21 May 2012
ByAppeared in BioNews 657
The first study, published in Nature, mapped all the protein-coding genes in the genomes of 100 tumours to inform what the team describe as a 'sobering perspective' on the diversity of the disease.
Researchers found 73 different mutation combinations in the samples, including alterations in nine genes not previously known to drive breast cancer development.
'In 28 cases we found only a single driver, but the maximum number of driver mutations in an individual cancer was six', said study leader Professor Mike Stratton, director of the Wellcome Trust Sanger Institute in Cambridgeshire.
'If we consider three breast cancers, each with four driver mutations: they might share none of those driver mutations - so each is a different genetic 'animal'', Professor Stratton continues. 'They are different cancers driven by different genes. We need to classify them as carefully as we can. This study is a step towards that goal'.

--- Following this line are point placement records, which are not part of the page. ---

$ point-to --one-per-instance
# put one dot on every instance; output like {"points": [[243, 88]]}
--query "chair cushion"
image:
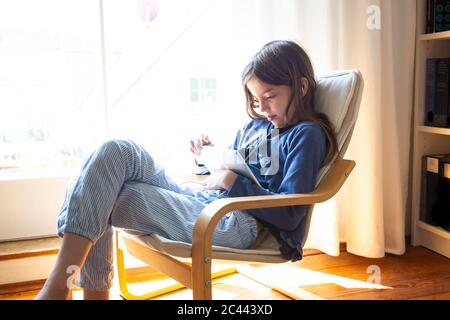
{"points": [[334, 94], [265, 249]]}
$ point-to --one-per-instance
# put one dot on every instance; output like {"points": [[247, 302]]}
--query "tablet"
{"points": [[215, 158]]}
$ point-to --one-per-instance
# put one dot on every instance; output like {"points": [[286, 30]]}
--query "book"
{"points": [[434, 204], [441, 103], [430, 91], [216, 158], [441, 15]]}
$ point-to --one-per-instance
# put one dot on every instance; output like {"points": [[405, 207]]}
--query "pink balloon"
{"points": [[147, 10]]}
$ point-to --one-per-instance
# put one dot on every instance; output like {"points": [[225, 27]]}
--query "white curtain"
{"points": [[378, 38]]}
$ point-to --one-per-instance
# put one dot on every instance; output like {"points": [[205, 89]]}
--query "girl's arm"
{"points": [[303, 161]]}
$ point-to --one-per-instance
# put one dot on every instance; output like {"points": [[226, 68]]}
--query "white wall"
{"points": [[29, 206]]}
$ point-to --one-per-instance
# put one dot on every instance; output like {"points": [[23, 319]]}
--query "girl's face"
{"points": [[272, 101]]}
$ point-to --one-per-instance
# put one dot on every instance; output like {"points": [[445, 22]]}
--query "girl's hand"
{"points": [[220, 180], [197, 143]]}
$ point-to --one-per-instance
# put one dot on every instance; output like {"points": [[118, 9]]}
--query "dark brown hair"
{"points": [[284, 62]]}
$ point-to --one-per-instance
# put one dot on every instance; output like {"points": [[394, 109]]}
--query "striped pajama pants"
{"points": [[121, 186]]}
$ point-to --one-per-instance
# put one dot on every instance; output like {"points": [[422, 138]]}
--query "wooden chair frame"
{"points": [[197, 275]]}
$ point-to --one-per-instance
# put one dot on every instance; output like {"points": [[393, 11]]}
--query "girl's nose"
{"points": [[263, 106]]}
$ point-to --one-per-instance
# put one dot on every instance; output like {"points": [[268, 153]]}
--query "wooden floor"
{"points": [[418, 274]]}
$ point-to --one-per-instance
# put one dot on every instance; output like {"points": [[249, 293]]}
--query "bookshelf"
{"points": [[427, 140]]}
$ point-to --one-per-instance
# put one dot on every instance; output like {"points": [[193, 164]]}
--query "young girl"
{"points": [[121, 186]]}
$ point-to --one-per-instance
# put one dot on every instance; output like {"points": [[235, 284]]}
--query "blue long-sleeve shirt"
{"points": [[302, 149], [301, 152]]}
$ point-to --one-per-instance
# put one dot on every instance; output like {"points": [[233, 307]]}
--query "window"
{"points": [[167, 73], [50, 89]]}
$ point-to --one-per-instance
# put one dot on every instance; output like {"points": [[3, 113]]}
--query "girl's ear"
{"points": [[305, 85]]}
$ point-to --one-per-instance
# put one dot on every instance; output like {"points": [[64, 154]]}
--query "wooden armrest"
{"points": [[211, 214]]}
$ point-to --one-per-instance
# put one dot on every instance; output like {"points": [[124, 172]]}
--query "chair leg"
{"points": [[124, 286], [200, 292]]}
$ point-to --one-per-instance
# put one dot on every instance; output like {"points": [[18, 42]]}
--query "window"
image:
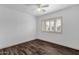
{"points": [[52, 25]]}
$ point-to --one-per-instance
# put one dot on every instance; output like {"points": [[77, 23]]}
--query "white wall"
{"points": [[70, 35], [15, 27]]}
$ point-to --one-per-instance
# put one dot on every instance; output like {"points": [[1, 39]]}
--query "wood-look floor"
{"points": [[38, 47]]}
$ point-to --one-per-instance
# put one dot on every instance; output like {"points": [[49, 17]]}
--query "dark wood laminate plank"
{"points": [[38, 47]]}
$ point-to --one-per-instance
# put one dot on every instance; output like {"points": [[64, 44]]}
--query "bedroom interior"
{"points": [[39, 29]]}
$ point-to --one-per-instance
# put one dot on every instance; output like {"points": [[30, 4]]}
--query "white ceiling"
{"points": [[32, 8]]}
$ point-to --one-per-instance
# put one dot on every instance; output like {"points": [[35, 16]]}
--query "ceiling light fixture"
{"points": [[41, 7]]}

This is the first study to analyse 'driver' mutations - as opposed to the 'passenger' mutations that are found in breast cancers, but don't contribute to the disease's development - in this level of detail. With the nine newly identified genes, the total number of known driver genes for breast cancer is 40. Seven of these were mutated in over 10 percent of these 100 cases.
Dr Christina Curtis, an assistant professor of preventive medicine at the Keck School of Medicine at USC told the LA Times that finding new combinations of driver genes is an important part of understanding the way these mutations cause breast cancer. 'It seems we're getting closer', she said. 'With each study we're getting a new vantage point'.

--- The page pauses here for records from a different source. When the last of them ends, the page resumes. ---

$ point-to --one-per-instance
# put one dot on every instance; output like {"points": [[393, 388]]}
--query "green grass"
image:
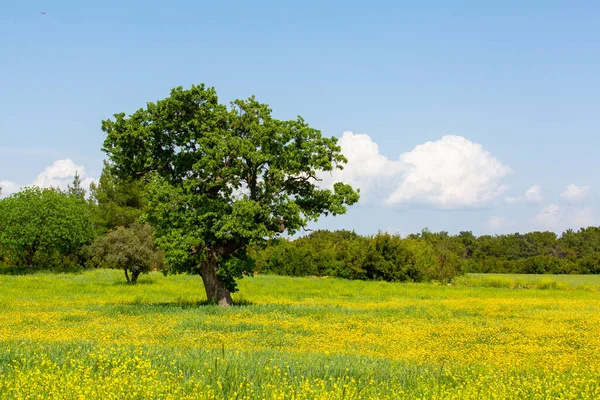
{"points": [[508, 336]]}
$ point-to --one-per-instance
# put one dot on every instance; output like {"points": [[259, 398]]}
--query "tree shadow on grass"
{"points": [[139, 305], [141, 282]]}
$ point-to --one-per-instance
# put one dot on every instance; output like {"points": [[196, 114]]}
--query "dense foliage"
{"points": [[45, 227], [131, 249]]}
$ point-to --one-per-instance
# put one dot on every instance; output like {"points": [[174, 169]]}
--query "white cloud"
{"points": [[8, 187], [512, 200], [367, 169], [59, 175], [574, 193], [452, 172], [534, 195]]}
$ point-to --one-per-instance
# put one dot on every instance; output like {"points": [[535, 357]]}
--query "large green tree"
{"points": [[220, 179]]}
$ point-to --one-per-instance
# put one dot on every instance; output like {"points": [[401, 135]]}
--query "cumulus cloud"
{"points": [[499, 223], [534, 195], [574, 193], [512, 200], [367, 169], [59, 175], [452, 172]]}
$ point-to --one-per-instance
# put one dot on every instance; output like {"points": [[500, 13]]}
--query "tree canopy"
{"points": [[42, 227], [220, 179]]}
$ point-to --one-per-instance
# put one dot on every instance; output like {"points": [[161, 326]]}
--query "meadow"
{"points": [[91, 336]]}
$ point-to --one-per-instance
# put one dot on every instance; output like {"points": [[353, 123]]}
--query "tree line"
{"points": [[195, 186], [431, 255], [62, 230]]}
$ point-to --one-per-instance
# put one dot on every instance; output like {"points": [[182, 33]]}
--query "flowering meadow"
{"points": [[90, 336]]}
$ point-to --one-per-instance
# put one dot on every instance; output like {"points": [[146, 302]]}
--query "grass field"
{"points": [[91, 336]]}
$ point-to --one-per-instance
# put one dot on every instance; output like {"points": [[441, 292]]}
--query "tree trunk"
{"points": [[216, 292], [134, 276]]}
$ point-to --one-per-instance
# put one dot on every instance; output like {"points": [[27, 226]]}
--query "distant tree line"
{"points": [[52, 229], [58, 230], [431, 256]]}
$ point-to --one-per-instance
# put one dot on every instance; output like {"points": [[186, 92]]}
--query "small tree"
{"points": [[131, 249], [116, 202], [221, 179], [39, 227]]}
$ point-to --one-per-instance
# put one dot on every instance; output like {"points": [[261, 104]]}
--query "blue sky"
{"points": [[457, 108]]}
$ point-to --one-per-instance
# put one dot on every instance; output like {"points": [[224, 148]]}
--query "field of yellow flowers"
{"points": [[90, 336]]}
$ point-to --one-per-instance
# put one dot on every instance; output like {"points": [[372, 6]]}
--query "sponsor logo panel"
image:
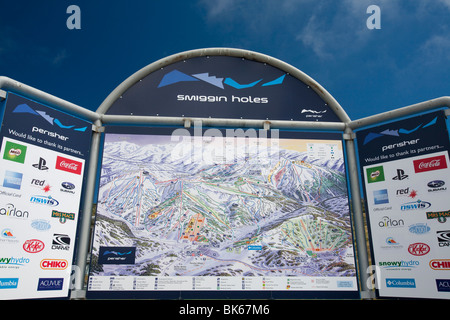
{"points": [[441, 216], [33, 246], [418, 249], [54, 264], [440, 264], [68, 165], [443, 238]]}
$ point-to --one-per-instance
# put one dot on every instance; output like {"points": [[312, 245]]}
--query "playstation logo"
{"points": [[400, 175], [41, 165]]}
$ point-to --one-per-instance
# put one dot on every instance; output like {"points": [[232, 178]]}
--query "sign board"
{"points": [[222, 214], [43, 157], [406, 170], [223, 87]]}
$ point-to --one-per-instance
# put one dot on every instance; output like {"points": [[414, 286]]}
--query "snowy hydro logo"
{"points": [[213, 147]]}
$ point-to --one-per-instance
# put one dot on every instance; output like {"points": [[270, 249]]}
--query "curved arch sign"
{"points": [[224, 87]]}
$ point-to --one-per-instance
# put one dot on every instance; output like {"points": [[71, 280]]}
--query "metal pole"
{"points": [[85, 228], [358, 220]]}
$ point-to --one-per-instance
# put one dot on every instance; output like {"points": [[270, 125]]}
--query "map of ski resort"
{"points": [[219, 213]]}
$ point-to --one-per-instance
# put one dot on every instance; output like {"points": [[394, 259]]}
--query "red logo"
{"points": [[429, 164], [418, 249], [68, 165], [54, 264], [33, 246]]}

The second study, published in the journal Cell, analysed the progression of 21 breast cancer tumours in more detail.
It found that a rapid 'storm' of mutations may be a major cause of breast cancer. They reported that mutations built up slowly at first, but then increased as time went on, with massively mutated localised areas of DNA appearing suddenly.
'What emerges is a really complex landscape of mutation, where each cancer seems to have been generated by a different combination of mutation processes', said Professor Stratton.